Singapore and Malaysia to Conclude Vast Economic Zone Agreement
Malaysia and its neighbour Singapore are in talks to finalise an agreement that will create a vast economic zone linking both border regions. Though it has faced its fair share of delays since 2023, the vast economic zone is expected to create 100,000 jobs and contribute $26 billion annually to Malaysia’s economy by 2023.
The agreement is expected to attract investment and encourage Singapore-based companies to expand into Johor, which has more land and a larger workforce.
A Streamlined Regulatory Process
The agreement aims to streamline regulatory processes, ensure transparency, and offer tax incentives. The vast economic zone will span 3,500 square kilometres, much larger than Singapore and nearly twice the size of Shenzhen, China.

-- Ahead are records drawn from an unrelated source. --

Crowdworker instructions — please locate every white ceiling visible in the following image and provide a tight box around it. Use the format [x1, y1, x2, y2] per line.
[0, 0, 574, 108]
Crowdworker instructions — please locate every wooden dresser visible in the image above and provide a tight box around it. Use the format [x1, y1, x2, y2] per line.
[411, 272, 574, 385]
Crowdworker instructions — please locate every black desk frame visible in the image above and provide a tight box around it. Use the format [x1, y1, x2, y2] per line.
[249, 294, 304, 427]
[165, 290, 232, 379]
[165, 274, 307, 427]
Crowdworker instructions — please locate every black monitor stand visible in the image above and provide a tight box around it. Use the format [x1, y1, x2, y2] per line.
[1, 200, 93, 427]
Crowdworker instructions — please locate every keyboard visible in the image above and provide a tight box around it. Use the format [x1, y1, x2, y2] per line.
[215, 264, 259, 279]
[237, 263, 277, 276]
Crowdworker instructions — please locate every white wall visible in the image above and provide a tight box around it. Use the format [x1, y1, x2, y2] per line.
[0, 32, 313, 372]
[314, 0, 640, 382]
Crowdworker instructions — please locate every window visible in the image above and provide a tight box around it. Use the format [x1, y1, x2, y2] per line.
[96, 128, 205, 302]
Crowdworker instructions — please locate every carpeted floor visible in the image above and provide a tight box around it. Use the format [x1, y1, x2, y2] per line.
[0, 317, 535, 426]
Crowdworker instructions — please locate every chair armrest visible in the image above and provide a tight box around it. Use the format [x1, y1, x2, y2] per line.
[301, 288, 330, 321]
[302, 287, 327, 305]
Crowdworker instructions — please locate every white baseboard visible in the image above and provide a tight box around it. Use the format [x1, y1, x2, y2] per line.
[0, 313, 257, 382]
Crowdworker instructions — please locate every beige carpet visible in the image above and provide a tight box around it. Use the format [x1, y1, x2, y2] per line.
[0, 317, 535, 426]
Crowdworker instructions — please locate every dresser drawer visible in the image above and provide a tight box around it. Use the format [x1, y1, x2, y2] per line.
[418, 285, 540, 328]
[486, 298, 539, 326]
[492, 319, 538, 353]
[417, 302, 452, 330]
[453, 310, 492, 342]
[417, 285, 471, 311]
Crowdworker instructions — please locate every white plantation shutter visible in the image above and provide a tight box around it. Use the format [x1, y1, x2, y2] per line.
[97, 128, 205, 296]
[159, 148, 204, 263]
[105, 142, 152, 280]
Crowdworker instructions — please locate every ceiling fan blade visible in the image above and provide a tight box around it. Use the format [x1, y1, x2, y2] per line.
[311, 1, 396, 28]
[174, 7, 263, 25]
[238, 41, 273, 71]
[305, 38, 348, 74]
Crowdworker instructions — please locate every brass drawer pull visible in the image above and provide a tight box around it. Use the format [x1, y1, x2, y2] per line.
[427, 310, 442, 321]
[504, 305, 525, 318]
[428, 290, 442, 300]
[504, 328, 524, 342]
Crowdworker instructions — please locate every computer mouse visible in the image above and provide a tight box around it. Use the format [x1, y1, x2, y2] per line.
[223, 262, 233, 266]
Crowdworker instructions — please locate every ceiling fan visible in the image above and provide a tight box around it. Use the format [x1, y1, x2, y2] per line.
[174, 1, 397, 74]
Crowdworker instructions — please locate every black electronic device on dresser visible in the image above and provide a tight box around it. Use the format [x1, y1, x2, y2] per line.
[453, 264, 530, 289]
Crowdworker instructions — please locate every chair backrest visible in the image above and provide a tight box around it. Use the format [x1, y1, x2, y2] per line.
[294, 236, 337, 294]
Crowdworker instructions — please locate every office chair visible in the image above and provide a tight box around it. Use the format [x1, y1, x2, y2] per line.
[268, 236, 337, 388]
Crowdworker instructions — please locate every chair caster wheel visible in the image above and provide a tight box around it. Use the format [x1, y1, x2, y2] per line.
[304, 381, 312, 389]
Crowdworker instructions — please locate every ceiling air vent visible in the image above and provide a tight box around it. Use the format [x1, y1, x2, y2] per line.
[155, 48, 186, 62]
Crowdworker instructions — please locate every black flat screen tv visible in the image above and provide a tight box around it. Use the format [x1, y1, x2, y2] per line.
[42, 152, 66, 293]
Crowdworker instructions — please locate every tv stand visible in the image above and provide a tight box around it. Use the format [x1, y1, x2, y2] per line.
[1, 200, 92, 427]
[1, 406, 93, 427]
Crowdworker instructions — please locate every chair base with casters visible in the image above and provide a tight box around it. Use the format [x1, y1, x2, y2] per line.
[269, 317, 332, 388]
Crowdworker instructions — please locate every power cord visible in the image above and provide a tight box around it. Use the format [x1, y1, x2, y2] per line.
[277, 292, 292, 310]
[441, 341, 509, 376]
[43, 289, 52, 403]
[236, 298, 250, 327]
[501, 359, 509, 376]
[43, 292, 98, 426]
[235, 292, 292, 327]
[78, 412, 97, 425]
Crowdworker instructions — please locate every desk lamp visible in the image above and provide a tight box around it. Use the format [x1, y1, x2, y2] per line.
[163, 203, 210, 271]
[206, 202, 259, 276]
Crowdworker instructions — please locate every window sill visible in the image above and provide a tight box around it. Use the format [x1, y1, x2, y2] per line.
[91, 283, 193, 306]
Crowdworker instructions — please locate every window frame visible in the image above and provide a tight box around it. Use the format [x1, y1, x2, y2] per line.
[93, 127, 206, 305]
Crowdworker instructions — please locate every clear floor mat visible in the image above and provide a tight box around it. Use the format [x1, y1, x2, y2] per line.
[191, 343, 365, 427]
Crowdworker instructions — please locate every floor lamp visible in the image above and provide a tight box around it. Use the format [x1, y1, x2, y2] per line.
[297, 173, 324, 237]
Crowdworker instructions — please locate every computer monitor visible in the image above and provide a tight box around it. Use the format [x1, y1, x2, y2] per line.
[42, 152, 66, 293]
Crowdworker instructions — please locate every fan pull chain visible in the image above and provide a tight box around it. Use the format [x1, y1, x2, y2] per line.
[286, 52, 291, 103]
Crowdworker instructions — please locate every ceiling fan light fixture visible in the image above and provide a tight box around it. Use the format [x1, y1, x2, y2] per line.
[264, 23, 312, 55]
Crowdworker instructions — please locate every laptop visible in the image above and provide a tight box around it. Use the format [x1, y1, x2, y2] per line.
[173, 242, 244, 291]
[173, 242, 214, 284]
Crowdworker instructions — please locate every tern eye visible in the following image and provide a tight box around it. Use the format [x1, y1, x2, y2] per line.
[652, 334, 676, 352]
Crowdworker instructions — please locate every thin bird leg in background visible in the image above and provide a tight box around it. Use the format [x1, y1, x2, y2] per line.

The project did experience delays, as previous efforts to strengthen ties between Johor and Singapore have struggled. Still, Johor’s proximity to Singapore has long been an asset, highlighted by a boom in data centres after Singapore’s moratorium on new centres from 2019 to 2022, partly due to energy concerns. Thus, with enhanced bureaucratic capacity and prudent expectations management, the SEZ will be highly beneficial for businesses crossing the border into Johor.
A Move to Streamline Investments
Malaysia has struggled to implement a digital vehicle entry permit system and only recently began trials for QR-code clearances, which Singapore has already rolled out. In January 2024, a memorandum of understanding was signed that outlined goals for facilitating cross-border movement, including passport-free travel and QR-code clearance systems.
However, analysts question whether both countries have made enough progress on streamlining investment and tax policies to truly attract fresh investment. Singapore’s corporate tax rate is the lowest in the region at 17%, compared to Malaysia’s 24%, and experts believe tax incentives will be key to drawing businesses to Johor as a regional supply chain hub.